Speaker
Description
Modern AI systems are no longer bottlenecked by models—they are bottlenecked by infrastructure. Training and deploying state-of-the-art models requires managing terabytes of multimodal data, orchestrating distributed GPU clusters, and ensuring reproducibility, data consistency & fault tolerance. The difference between a successful AI project and an abandoned prototype often comes down to the invisible layer of infrastructure: how data is stored, streamed, preprocessed, and served for training and inference.

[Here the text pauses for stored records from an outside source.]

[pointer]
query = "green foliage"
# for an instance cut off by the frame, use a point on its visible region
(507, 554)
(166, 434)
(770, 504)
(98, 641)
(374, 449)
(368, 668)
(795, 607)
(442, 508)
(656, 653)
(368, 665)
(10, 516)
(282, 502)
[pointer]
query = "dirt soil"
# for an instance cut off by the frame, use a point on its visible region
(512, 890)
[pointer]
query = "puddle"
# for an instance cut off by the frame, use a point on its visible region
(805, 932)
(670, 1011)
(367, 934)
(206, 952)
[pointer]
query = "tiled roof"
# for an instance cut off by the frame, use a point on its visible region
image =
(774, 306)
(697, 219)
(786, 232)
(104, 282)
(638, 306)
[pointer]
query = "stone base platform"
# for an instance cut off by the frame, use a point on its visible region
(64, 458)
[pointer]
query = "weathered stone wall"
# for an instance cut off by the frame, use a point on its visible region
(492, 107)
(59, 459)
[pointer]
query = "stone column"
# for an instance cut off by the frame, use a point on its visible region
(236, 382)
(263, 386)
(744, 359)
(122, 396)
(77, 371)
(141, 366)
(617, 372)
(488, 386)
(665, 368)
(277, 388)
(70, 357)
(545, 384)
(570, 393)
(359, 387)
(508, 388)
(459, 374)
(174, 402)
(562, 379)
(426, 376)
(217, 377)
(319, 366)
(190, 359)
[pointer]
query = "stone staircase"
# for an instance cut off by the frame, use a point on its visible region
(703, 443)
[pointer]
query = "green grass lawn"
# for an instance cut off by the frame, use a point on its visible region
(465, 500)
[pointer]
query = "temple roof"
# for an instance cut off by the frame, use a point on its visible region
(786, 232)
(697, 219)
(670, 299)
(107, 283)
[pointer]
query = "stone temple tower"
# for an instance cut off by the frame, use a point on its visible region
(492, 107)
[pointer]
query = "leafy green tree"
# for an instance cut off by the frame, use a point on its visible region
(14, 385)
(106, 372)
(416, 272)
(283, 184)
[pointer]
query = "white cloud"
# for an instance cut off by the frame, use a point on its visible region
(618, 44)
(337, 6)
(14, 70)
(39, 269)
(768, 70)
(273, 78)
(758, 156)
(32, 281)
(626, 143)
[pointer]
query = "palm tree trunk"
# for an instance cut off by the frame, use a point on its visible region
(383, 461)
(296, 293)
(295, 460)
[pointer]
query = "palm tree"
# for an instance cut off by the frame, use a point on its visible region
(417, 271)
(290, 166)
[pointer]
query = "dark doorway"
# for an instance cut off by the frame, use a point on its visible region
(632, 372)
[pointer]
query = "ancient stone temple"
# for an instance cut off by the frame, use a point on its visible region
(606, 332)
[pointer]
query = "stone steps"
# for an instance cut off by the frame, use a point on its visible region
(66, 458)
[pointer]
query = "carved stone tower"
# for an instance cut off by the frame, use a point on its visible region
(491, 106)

In this talk, We will unpack why building robust AI infrastructure has become the most important problem in both academia and industry. We will explore many open-source tools can level the playing field, enabling even small teams—whether working in research or building products to handle data and computation at scale with far less overhead. I will introduce Ray, an emerging distributed computing framework, and demonstrate how it simplifies complex workflows—scaling from a laptop to multi-GPU clusters, streaming petabyte-scale datasets and orchestrating training/inference pipelines without the additional complexity.
Crux of this workshop:
-
A clear understanding of the design trade-offs in large-scale AI
infra (storage formats, ingestion, orchestration, inference). -
A practical guide to using Ray, vLLM, KubeRay, and related tools on Ubuntu from distributed training and dataset versioning in
academic research to building scalable pipelines and robust model
serving in industrial deployments. -
Common pitfalls & how to avoid them to build resilient AI infrastructure.